The Minister of Defence Karl Erjavec was not against the parliamentary commission, saying that all the arms purchases of the Slovene Army since the time directly following the independence should also be revised. The parliamentary commission could probe into the suspicious arms purchases dating in the years just after the independence, since there are some who are said to be involved in these most recent purchases and the purchases made in the past. The opposition thinks that we are talking about the "arms connections" that were active in the past and have come back to haunt the arms commerce once again.

Recent aftershocks

The matters do not look as though they would settle down anytime soon. Just last month the Finnish police revealed that it had arrested two people under suspicion that Patria bribed certain officials to gain contracts with Slovenia and Egypt. Patria categorically denied all charges made against them. Since corruption is a serious offence in both countries, Slovenia will annul the contract if these allegations are proved in court, thereby putting an end to this exhaustive military saga that has been going along for nearly two years.

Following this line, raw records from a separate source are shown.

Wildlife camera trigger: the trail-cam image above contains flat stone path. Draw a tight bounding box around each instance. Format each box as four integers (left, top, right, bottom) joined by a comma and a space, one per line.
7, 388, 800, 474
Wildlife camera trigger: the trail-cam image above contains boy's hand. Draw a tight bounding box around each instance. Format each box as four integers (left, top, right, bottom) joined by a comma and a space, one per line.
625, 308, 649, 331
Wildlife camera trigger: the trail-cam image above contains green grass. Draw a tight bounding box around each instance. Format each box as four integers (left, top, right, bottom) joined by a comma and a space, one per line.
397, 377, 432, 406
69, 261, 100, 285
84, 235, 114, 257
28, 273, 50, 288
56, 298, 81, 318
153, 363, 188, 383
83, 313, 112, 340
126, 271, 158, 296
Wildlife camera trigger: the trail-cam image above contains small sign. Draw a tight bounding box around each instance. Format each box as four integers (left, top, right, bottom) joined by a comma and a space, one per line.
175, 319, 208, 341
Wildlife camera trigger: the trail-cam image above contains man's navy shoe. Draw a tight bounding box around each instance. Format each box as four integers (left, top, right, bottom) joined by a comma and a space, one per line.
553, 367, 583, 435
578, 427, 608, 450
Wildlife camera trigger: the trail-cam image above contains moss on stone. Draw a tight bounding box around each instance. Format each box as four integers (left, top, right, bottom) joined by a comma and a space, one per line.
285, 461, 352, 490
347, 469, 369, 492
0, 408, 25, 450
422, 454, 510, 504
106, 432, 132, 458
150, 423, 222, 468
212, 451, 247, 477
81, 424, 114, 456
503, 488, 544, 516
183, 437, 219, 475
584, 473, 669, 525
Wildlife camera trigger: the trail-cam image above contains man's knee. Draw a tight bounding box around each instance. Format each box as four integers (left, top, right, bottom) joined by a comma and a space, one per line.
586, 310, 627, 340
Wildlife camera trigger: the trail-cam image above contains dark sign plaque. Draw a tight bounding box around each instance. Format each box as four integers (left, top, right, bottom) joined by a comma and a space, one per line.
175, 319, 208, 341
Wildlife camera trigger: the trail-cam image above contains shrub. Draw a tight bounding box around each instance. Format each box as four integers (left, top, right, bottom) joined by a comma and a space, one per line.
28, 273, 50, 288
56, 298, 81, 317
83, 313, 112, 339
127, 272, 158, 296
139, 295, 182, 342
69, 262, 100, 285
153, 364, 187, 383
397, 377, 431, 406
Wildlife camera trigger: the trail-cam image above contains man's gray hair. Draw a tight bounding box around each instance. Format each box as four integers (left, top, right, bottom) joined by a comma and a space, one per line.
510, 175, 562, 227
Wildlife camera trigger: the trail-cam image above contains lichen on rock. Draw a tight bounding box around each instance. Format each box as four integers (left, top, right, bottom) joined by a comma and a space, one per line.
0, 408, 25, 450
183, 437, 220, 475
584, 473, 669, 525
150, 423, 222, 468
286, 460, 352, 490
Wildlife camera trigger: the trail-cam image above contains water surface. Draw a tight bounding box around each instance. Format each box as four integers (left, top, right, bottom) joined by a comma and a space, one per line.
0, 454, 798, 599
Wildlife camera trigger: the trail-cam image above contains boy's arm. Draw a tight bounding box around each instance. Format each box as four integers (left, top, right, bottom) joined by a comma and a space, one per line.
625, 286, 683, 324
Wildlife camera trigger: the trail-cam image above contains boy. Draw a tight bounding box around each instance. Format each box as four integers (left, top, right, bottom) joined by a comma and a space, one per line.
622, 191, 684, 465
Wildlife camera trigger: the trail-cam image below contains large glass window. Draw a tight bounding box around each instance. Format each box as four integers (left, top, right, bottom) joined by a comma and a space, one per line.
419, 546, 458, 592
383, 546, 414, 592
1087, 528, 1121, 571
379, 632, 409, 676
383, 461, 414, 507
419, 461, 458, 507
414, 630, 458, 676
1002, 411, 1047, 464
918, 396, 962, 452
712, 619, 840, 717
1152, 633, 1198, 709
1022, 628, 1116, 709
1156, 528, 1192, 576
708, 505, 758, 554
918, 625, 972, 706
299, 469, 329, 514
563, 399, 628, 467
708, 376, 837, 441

These recent irregularities in the purchase of arms have been very resounding and have re-opened many weapon-laden closets; needless to say, old skeletons re-surfaced with a bang. This recent affair is by far not the only of its kind in Slovenia; the one that is especially unpleasantly ringing in the back of everyone's minds - "the mother of all affairs" - is the arms commerce that followed the independence and which is still a major stain of that period. In the early 1990s Slovenia sold a lot of arms to Croatia and Bosnia and Herzegovina, which were wrapped in an on-going military conflict with Serbia, yet it was never fully revealed what really went on and what the exact numbers were, both in terms of quantity and the revenue received. There were many initiatives to probe into all this, yet all attempts were shut down and the general public never found out what exactly went on. Hopefully the deal with Patria does not follow suit.